Veganism finally has meat eating on the run in the United Kingdom. Not only are the ad campaigns, all over metro stations, really big and powerful showing what happens in slaughterhouses, but people are actually listening to them and making a switch. So much so that The Independent newspaper has just revealed that a meeting was called by the Association of Independent Meat Suppliers and the National Pig Association with the official National Counter Terrorism Police Operations Centre team to find out how they could stop peaceful vegans from holding candlelight vigils outside slaughterhouses, to show love and compassion to pigs, cows and chickens in their final moments and to raise awareness of the cruelty we inflict upon them.
Not only should every slaughterhouse have a CCTV, any citizen should be allowed in. That way the enormous cruelty that happens to animals — apart from dragging buffaloes and calves off overloaded trucks by their tails, or throwing them off with one leg, or wing as in chickens, dragging them across the floor, hanging them upside down, slitting their throats to catch the blood, pouring boiling water on them while alive to loosen their skins etc — there is the gratuitous cruelty of slaughterhouse workers amusing themselves at work. Live chickens are used as footballs, pigs are stabbed repeatedly as target practice with knives and competitions took place on novel ways to kill.
The Mayor of North Delhi and Gauri Maulekhi of PFA went to the Delhi Ghazipur slaughterhouse on a surprise inspection last month. Apart from finding no vets there (they get their haftas sitting at home) they found buffaloes being hit many times over by laughing butchers with live electric wires. The animal collapsed repeatedly. When it got to its feet again, they did it again. They took bets on how many times an animal could sustain electric hits before it dissolved into a trembling conscious mass on the floor. Then they slit its throat — in full view of a hundred other buffaloes and their children.

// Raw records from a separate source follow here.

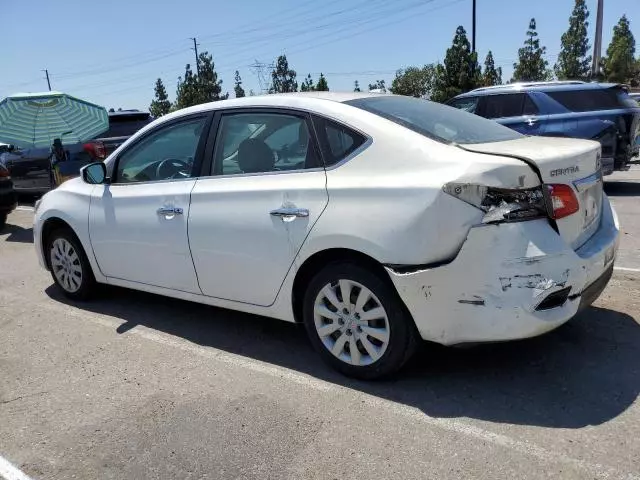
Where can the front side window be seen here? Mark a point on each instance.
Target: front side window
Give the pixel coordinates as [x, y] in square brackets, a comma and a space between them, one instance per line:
[168, 153]
[436, 121]
[263, 142]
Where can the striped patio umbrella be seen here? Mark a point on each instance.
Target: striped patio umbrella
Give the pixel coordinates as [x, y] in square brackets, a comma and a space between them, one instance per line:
[33, 120]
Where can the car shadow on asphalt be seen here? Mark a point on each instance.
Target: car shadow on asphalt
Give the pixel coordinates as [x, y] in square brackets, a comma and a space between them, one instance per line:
[615, 188]
[16, 233]
[584, 373]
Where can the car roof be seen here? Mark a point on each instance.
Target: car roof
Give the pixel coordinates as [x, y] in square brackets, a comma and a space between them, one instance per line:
[538, 87]
[299, 100]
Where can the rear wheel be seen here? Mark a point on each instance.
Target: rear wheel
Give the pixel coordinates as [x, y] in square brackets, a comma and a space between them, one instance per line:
[357, 323]
[70, 267]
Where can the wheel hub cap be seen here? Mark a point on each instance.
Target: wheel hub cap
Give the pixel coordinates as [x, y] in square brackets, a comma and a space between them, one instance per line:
[351, 322]
[65, 264]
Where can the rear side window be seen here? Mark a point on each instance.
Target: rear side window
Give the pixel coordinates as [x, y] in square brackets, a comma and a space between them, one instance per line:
[504, 105]
[126, 125]
[468, 104]
[529, 108]
[590, 100]
[436, 121]
[337, 141]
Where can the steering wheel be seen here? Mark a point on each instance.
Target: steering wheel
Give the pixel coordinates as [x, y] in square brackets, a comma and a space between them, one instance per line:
[171, 168]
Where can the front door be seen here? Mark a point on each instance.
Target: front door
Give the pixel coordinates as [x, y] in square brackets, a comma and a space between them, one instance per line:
[138, 223]
[249, 219]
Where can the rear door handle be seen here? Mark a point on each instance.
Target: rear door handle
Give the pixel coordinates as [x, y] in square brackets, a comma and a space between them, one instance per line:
[170, 211]
[288, 212]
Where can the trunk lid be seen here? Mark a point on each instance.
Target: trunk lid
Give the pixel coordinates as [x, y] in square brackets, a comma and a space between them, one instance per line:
[561, 161]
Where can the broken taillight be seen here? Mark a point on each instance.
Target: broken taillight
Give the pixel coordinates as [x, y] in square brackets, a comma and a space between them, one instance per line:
[501, 204]
[561, 200]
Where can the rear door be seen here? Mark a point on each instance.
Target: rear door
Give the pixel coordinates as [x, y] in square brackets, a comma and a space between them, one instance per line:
[250, 217]
[514, 110]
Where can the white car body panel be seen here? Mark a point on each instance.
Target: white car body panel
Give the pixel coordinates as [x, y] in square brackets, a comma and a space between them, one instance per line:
[385, 201]
[131, 241]
[235, 241]
[505, 270]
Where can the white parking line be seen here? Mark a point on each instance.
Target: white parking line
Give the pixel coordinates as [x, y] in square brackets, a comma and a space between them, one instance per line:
[452, 425]
[626, 269]
[9, 472]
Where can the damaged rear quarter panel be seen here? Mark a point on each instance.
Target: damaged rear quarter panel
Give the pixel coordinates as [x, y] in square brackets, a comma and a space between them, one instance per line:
[496, 281]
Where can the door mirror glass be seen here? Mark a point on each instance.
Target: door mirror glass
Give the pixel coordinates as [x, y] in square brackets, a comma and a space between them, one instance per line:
[94, 173]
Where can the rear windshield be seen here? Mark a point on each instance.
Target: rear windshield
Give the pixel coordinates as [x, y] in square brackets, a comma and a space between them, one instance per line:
[126, 125]
[593, 100]
[434, 120]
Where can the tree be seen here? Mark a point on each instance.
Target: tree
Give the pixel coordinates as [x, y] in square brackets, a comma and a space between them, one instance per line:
[204, 87]
[378, 85]
[414, 81]
[239, 91]
[531, 66]
[573, 62]
[160, 105]
[491, 75]
[620, 65]
[209, 87]
[307, 84]
[283, 79]
[322, 85]
[460, 72]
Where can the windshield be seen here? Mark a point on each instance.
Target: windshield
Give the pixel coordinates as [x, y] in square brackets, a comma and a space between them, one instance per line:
[434, 120]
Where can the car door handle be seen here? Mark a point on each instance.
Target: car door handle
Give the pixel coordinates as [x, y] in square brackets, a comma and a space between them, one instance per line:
[289, 212]
[170, 211]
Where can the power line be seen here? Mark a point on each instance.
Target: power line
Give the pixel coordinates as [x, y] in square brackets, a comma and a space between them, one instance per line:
[348, 26]
[264, 67]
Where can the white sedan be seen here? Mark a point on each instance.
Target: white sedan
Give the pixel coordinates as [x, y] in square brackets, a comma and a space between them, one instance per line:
[376, 220]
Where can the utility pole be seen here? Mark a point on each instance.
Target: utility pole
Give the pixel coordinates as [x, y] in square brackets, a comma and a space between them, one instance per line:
[473, 27]
[597, 44]
[48, 81]
[195, 49]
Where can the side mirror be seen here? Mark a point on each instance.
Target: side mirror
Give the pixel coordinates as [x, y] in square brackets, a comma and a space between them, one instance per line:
[94, 173]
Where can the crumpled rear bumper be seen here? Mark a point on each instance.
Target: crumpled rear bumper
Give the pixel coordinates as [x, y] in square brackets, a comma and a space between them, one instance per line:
[493, 290]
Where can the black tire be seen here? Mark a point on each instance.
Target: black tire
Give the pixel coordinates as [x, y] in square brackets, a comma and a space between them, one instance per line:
[403, 335]
[87, 284]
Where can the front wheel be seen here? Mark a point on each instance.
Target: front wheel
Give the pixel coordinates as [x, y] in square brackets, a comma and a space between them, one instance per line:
[357, 322]
[69, 264]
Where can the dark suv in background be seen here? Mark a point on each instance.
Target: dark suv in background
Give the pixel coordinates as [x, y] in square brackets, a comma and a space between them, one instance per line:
[595, 111]
[30, 168]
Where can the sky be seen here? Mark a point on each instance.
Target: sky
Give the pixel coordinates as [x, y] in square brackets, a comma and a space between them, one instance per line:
[111, 53]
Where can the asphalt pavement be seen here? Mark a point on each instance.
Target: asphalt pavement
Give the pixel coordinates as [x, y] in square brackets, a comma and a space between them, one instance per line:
[133, 385]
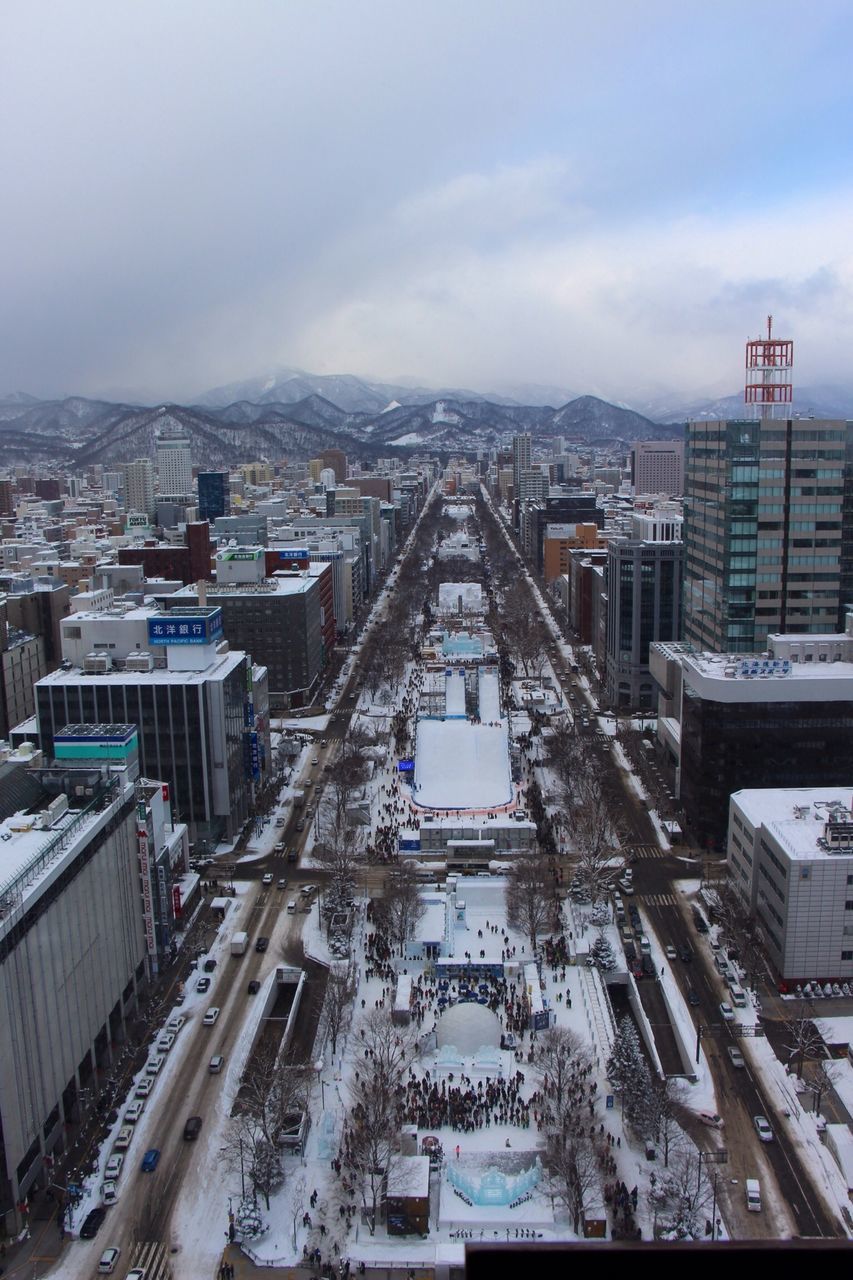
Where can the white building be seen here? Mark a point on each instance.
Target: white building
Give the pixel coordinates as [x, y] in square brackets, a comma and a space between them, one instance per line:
[174, 465]
[790, 858]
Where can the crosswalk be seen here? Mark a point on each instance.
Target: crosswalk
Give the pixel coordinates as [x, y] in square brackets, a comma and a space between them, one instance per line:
[644, 851]
[153, 1260]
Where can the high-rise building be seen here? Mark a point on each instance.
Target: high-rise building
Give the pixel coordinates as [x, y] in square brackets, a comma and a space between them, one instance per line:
[657, 466]
[214, 494]
[762, 530]
[138, 487]
[643, 604]
[174, 464]
[521, 458]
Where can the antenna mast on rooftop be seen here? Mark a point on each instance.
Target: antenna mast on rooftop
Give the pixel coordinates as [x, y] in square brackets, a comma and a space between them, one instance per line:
[769, 364]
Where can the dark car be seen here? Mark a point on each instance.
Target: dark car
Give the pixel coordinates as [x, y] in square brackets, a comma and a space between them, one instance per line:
[192, 1129]
[91, 1224]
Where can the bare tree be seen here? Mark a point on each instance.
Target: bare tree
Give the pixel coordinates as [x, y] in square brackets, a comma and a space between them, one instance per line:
[340, 993]
[401, 908]
[374, 1120]
[529, 896]
[802, 1038]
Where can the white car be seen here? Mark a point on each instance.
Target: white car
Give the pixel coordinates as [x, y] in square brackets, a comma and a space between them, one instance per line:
[106, 1265]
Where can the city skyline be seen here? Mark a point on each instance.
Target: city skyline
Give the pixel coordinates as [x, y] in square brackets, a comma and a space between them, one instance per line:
[605, 202]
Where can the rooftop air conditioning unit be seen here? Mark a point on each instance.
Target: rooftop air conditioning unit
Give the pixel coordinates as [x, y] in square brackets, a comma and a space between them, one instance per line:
[97, 663]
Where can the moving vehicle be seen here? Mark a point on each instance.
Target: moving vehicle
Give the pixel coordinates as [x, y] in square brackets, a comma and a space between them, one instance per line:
[123, 1138]
[91, 1223]
[192, 1129]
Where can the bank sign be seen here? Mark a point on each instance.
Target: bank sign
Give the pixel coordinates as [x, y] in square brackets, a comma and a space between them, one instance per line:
[179, 629]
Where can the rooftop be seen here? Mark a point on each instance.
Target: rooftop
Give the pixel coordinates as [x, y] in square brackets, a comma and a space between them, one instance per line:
[797, 817]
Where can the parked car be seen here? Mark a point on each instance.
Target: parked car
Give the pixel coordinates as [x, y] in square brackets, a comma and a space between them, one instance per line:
[91, 1223]
[192, 1129]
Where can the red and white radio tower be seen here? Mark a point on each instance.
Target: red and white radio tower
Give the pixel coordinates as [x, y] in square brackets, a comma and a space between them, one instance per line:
[769, 364]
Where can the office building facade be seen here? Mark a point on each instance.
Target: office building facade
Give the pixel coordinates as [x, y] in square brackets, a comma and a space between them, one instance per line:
[762, 530]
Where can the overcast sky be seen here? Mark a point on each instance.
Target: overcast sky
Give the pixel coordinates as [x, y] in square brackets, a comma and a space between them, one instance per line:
[607, 197]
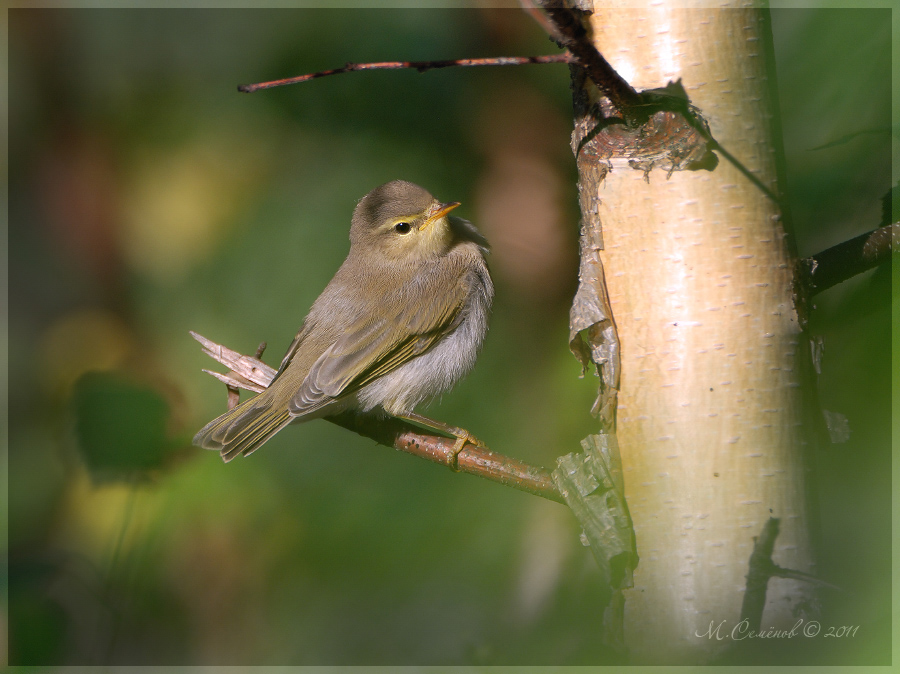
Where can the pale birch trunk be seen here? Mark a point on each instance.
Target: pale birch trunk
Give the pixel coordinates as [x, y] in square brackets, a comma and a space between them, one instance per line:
[700, 275]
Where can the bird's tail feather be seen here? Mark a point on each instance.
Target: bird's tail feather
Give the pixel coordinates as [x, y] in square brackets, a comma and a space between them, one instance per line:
[244, 429]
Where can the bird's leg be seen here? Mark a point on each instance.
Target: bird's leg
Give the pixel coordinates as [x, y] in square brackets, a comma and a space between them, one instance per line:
[462, 435]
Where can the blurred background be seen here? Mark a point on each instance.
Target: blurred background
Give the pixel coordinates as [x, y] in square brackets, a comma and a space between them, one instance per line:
[148, 198]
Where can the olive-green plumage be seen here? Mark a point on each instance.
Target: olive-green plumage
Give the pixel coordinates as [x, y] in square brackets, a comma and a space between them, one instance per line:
[401, 321]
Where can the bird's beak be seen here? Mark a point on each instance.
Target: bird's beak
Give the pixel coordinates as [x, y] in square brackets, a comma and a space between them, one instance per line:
[437, 212]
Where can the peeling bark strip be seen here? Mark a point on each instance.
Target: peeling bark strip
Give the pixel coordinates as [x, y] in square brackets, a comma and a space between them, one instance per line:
[591, 484]
[697, 328]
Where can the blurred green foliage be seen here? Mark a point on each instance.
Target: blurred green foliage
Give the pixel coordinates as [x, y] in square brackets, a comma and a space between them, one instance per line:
[149, 198]
[120, 426]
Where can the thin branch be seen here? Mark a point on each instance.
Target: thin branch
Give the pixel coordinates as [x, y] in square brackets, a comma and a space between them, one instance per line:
[421, 66]
[568, 30]
[762, 568]
[845, 260]
[252, 374]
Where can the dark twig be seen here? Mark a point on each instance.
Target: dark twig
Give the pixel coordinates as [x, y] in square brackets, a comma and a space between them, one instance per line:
[762, 568]
[845, 260]
[421, 66]
[572, 36]
[252, 374]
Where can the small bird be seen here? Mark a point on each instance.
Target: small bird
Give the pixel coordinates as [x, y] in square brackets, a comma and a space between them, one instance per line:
[402, 320]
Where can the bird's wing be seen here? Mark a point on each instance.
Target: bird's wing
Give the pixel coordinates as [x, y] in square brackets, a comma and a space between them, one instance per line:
[372, 347]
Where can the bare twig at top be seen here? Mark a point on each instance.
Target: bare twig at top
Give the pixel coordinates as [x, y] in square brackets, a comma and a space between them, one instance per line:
[421, 66]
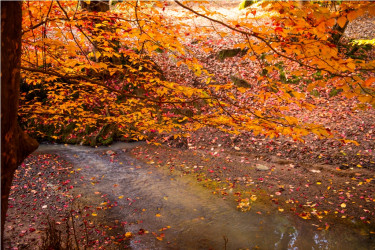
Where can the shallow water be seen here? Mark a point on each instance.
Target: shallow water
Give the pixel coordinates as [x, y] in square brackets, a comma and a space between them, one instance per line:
[155, 199]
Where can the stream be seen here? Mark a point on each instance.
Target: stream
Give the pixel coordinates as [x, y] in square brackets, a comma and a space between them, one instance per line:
[192, 217]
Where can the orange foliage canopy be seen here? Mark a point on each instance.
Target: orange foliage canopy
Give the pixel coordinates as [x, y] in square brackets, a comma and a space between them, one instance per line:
[101, 67]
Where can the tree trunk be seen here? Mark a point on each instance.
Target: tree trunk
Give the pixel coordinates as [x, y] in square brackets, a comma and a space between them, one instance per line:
[15, 144]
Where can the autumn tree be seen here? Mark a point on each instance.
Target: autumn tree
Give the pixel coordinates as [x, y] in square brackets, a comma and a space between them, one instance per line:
[15, 144]
[70, 78]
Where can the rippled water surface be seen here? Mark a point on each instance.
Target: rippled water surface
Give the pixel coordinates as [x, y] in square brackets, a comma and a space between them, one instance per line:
[155, 199]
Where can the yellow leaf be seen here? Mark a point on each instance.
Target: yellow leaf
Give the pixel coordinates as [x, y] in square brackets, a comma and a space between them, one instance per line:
[341, 21]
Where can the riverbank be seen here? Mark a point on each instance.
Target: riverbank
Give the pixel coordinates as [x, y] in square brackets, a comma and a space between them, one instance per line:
[181, 197]
[47, 211]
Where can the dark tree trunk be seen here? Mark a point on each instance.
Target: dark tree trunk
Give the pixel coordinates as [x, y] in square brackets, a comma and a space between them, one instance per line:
[96, 6]
[15, 144]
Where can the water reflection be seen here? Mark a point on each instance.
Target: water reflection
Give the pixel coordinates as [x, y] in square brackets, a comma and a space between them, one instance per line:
[187, 215]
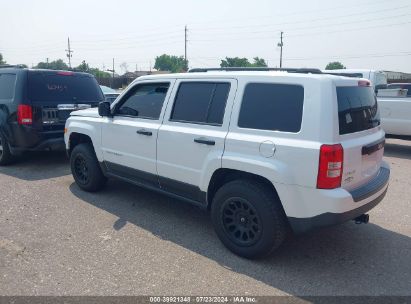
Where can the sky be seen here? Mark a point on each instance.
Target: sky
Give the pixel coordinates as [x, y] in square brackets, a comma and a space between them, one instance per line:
[372, 34]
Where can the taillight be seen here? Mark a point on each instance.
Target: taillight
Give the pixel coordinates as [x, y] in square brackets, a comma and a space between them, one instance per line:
[330, 167]
[364, 83]
[24, 115]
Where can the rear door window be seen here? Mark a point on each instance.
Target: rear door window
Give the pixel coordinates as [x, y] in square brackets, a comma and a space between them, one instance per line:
[63, 87]
[144, 101]
[7, 86]
[273, 107]
[357, 109]
[201, 102]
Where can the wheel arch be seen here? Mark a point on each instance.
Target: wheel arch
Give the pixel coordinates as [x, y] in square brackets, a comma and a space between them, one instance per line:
[75, 139]
[224, 175]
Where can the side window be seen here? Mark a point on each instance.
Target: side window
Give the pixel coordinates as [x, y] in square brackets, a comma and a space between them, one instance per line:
[201, 102]
[7, 86]
[144, 101]
[274, 107]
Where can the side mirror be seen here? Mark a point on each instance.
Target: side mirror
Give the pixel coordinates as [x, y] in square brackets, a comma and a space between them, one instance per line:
[104, 109]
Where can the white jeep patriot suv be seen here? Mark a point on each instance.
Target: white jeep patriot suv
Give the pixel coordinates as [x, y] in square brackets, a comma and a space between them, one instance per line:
[264, 150]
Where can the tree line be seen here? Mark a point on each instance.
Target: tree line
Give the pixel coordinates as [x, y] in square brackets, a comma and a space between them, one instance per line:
[174, 64]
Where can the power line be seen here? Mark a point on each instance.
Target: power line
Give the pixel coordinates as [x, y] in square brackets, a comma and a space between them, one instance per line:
[362, 14]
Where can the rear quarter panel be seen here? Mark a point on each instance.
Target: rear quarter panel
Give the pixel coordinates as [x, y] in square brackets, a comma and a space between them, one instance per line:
[395, 115]
[295, 156]
[88, 126]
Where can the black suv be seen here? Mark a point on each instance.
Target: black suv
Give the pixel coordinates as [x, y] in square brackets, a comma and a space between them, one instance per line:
[35, 104]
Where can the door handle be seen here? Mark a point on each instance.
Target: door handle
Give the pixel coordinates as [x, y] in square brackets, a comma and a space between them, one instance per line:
[204, 141]
[144, 132]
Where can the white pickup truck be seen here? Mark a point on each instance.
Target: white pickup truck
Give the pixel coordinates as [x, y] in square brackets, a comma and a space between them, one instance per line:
[395, 116]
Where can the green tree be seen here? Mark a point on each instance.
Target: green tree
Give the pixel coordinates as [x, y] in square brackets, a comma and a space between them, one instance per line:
[174, 64]
[58, 64]
[233, 62]
[1, 59]
[336, 65]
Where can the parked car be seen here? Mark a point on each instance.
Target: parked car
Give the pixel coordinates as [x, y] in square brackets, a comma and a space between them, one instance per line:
[109, 94]
[34, 106]
[395, 109]
[378, 78]
[263, 150]
[403, 86]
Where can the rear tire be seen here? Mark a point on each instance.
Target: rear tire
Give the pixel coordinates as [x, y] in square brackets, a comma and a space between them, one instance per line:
[248, 218]
[86, 168]
[6, 157]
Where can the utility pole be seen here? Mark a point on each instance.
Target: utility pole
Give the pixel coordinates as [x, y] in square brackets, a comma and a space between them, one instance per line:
[281, 44]
[112, 71]
[185, 47]
[69, 51]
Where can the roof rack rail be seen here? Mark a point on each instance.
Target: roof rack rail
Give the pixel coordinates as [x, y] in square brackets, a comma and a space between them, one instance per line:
[289, 70]
[353, 75]
[5, 66]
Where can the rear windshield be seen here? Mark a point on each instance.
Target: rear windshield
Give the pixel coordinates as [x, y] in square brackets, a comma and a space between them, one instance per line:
[56, 87]
[357, 109]
[401, 86]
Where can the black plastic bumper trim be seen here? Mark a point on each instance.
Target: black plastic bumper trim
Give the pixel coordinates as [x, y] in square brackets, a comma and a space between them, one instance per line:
[372, 187]
[303, 225]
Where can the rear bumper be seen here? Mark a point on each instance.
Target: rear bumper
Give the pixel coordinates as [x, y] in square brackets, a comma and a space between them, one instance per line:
[25, 138]
[358, 202]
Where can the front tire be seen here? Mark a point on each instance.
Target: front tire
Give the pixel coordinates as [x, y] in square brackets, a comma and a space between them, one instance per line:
[5, 155]
[86, 168]
[248, 218]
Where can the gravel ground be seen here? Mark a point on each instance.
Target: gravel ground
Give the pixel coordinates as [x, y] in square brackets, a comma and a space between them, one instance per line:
[57, 240]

One herd of goats had a little kid who ran for her life. She was chased by ten shouting men with heavy sticks, and who would have crushed her to a pulp had Gauri not caught her. She is now in my house. Gauri took a video of the slaughterhouse and was nearly lynched by hundreds of resentful butchers and the owner’s manager (Allana and Co) who knew what they were doing is so wrong but never mind that.
I once did a survey of the animals being killed. We found 78 per cent of all chickens had broken legs and wings at least three days before being slaughtered; 60 per cent of all large animals had shattered limbs and 45 per cent were diseased. Forget the terrible pain they were in, by law none of them should be killed as they were gangrenous and the meat dangerous for humans.
Instead of me saying anything else, let me quote the rest of The Independent article, “To regard Save vigils as terrorism is genuinely absurd: a panicked, guilty response from the planet’s most brutal industry. Our counter-terrorism experts should be concentrating their efforts on genuine threats against British public safety, not a bunch of vegan campaigners who only wish to expose the reality of a commercial sector that the majority of its consumers remain in the dark about.
But although Save protestors are not terrorists, perhaps abattoir bosses have good reason to fear their work.
The meat industry is vulnerable when consumers learn the reality of how it operates; when they look directly at the faces of the animals it condemns to short, torturous lives and ferocious deaths. Protestors share videos from the vigils on social media, offering that connection to the general public. This makes an industry that has poured so much money, time and desperation into keeping consumers’ eyes shut feeling nervous.
According to latest estimates, 542,000 Brits are now vegans, up from 150,000 in 2006 — a 350 per cent increase in just over a decade. Official supermarket revenue statistics for 2016 showed the biggest losers were meat and dairy, while the biggest gains came for dairy-free products. Overall sales of plant-based products are up 1,500 per cent.
Big food and hospitality brands, from Harvester and Wetherspoons to Pret A Manger and Sainsbury’s, are launching successful vegan ranges. Last month, Sainsbury’s reported that sales of its new own-brand vegan cheeses were 300 per cent greater than it had anticipated.
Activists are exposing the truth about the meat on your plate: that piglets who grow too slowly are killed by being slammed headfirst onto concrete floors, a standard industry practice called ‘thumping’; that in many chicken slaughterhouses workers routinely rip the heads off live birds; that pigs scream in gas chambers, or as they are boiled alive; that cattle sometimes experience having their legs sawn off while they are still conscious.
I’ve nothing but respect for Save as they rattle and expose those complicit in the meat industry. They are not terrorists.
It’s often said that we accuse others of what we secretly know we are doing ourselves. So as abattoir workers toss and turn at night, perhaps they might ask themselves, who is really doing the terrorising?”
Why are you eating meat in India when you have at least 50,000 options of amazing food which are better for you, better for animals and better for the planet? Each one of us has a belief that we are in our hearts good people. Do good people allow so much pain to be caused in beings that are exactly like you in every way, only kinder and smarter?
Sir Paul McCartney once said, “If slaughterhouses had glass walls, everyone would be vegetarian.” Are you going to wait for the glass walls to show you what is happening, or will you go with your conscience which tells you what you are doing is wrong?